Evliyaullahın, büyük alimlerin, büyük mürşidlerin kabirlerini ziyaret etmekte çok feyizler ve bereketler vardır. Hiçbir Müslüman, kabrini ziyaret ettiği din büyüğünü tanrılaştırmaz, hâşâ ona tapmaz. İstanbul Müslümanları, şehrimizin mânevî vâlisi Ebû Eyyup el-Ensarî radiyallahu anh hazretlerini zaman zaman ziyaret etmelidir. Başımızın tacı olan o büyük zat, çok yaşlı iken ta Medine’den buralara gelmiş ve şehiden vefat etmiştir.Onun kabrini ziyaret eden kişi, ilk Müslümanların ne kadar azimli, sabırlı, mücahid olduklarını;Allah rızasını kazanmak için ne kadar hırslı olduklarını düşünür de gayrete gelir.
Ehl-i Sünnet Müslümanları Tevhid ve Kıble ehlidir. Kabirleri ziyaret ettikleri, Kur’ân okuyup sevabını ölülere bağışladıkları için onları müşriklikle (Allah’a ortak koşmakla) suçlayanlar ne korkunç bir iftirada bulunduklarını bilmelidir. Müslüman, Allahu Teâlâ ve Tekaddes Hazretlerinden başkasına tapmaz. Cenaze namazı kılarken, “Allah için namaza, meyyit için duaya…” şeklinde niyet ediyoruz.
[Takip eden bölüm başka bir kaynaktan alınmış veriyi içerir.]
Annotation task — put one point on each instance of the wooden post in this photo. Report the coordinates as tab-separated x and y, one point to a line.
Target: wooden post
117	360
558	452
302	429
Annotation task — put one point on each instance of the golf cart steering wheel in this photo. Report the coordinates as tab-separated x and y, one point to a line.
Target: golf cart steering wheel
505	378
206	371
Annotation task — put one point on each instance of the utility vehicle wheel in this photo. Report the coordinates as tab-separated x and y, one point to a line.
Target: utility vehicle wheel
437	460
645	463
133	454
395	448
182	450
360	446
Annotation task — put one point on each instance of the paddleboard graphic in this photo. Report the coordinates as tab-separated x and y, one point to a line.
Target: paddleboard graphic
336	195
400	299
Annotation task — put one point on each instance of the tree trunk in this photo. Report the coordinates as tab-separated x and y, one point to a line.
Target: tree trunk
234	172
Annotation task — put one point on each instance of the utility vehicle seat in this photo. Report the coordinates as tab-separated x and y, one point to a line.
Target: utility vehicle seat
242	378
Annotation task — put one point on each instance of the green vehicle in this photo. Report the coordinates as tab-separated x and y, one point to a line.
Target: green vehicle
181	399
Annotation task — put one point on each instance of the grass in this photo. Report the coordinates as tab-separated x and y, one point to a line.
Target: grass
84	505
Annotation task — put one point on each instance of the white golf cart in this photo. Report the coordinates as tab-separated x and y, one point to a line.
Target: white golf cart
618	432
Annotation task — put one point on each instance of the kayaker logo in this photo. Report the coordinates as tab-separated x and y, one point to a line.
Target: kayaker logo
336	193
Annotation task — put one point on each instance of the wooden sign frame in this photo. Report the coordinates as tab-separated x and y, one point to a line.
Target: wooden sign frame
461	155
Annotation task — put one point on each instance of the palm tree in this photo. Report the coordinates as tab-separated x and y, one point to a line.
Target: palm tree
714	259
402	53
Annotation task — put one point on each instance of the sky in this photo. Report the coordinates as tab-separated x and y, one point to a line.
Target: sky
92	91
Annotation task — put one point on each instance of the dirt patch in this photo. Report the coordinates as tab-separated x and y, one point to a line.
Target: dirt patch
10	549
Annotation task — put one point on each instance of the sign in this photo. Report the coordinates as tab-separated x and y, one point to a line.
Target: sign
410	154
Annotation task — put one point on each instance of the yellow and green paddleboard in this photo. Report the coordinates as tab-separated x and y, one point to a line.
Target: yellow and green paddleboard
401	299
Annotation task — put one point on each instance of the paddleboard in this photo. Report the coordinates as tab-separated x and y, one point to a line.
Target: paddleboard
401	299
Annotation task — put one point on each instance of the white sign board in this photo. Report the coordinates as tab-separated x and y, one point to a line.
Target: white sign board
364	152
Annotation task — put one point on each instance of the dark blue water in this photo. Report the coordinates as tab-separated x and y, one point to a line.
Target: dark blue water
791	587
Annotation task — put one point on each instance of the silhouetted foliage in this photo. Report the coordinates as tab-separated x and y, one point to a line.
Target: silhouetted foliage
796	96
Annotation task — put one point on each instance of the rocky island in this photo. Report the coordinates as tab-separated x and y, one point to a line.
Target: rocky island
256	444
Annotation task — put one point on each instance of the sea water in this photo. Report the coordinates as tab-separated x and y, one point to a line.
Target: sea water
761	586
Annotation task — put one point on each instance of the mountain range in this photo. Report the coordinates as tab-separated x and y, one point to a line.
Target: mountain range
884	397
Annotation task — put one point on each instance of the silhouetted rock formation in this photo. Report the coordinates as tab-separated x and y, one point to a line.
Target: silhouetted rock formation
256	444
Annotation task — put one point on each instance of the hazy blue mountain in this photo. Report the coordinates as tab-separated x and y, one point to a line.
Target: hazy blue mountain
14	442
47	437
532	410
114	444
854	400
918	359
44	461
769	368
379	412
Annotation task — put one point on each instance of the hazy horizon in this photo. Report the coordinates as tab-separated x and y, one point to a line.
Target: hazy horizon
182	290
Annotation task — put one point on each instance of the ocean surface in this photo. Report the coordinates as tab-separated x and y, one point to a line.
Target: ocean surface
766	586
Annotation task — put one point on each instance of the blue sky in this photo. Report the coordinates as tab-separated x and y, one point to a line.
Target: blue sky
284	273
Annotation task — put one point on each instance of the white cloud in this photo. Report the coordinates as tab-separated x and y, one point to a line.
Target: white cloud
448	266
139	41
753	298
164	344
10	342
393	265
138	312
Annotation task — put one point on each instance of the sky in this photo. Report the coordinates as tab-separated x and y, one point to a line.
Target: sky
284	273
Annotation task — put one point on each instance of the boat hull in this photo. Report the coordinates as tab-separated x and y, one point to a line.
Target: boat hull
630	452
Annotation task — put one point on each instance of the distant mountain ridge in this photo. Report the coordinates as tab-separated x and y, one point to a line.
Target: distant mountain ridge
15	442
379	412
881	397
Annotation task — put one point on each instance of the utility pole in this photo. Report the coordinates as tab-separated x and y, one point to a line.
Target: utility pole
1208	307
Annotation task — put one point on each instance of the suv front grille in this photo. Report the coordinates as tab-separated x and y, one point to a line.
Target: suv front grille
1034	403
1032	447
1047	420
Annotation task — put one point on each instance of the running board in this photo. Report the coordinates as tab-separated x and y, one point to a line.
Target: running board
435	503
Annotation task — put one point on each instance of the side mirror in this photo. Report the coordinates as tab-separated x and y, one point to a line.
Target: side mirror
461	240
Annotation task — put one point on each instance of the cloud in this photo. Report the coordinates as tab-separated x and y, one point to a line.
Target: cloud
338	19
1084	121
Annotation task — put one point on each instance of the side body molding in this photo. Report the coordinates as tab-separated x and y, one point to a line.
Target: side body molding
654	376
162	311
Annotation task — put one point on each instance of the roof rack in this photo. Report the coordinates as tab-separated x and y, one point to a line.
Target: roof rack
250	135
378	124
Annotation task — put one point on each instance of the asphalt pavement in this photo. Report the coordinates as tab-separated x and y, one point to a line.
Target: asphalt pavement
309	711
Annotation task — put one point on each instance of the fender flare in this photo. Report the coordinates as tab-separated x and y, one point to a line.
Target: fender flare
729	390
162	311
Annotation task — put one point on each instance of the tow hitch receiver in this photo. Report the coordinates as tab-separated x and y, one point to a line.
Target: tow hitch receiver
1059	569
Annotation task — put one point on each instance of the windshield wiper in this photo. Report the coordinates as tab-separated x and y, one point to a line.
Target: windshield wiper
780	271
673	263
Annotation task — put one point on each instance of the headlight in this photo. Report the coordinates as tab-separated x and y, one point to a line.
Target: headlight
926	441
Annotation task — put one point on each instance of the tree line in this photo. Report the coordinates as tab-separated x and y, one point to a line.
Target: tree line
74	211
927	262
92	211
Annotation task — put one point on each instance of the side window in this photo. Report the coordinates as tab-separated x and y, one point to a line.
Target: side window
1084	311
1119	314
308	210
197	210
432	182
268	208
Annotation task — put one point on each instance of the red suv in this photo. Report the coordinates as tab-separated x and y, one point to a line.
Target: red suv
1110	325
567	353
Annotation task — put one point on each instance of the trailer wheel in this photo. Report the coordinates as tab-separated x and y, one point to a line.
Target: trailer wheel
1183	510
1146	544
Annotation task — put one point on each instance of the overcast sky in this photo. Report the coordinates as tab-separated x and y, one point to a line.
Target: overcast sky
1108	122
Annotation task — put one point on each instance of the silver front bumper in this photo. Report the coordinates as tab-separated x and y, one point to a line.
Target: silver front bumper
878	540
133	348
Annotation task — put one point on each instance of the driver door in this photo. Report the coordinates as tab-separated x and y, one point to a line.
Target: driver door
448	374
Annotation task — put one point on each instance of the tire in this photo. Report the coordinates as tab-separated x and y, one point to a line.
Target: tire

Mıncıklama toplantılarından birinde salavatı şerif okumanın aleyhinde bulunulduğunu işittim. Peygamberimize salavat getirmek Kur’ân’ın bize emridir. Salavat okumak bizi Peygambere mânen bağlayan bir köprüdür. Çağımızdaki en azgın salavat düşmanı mülhidReşad Halife’dir. Bu adamın bende İngilizce bir broşürü var, namazda salavat okuyan müşrik olur diyor. Bu sözüyle asıl kendisi kâfir oluyor.
Reformculara, zındıklara, nevzuhur teolojyenlere kanmayınız. Herhangi büyük bir derdi ve sıkıntısı olan, ya kendisi yahut başkalarıyla birlikte 4444 kere Salat-ı Tefriciye okusun, inşaallah hâceti görülür, umduğuna nail olur.
Resulullah Efendimiz, Kıyamet’e kadar bizim en büyük önderimiz ve kaidimizdir. Sünnetine uyalım, ona bol bol salat ü selâm getirelim.
Ramazanınız mübarek olsun. İslâm dünyası ve ülkemiz çok zor günler geçiriyor. Öyle bir uçuruma düşmüşüz ki, bizi Allah’tan başkası kurtaramaz. Peygamber, Allah ile aramızda büyük bir vesiledir. O vesileye yapışalım. Peygamber fânî dünyayı terketmiştir ama ruhaniyeti Ümmetinin üzerindedir. Çok kötülükler, fenalıklar, günahlar, isyanlar, tuğyanlar var. Eğer başımıza taş yağmıyorsa, Allah’ın bizi Peygamberin yüzü suyu hürmetine esirgemesindendir.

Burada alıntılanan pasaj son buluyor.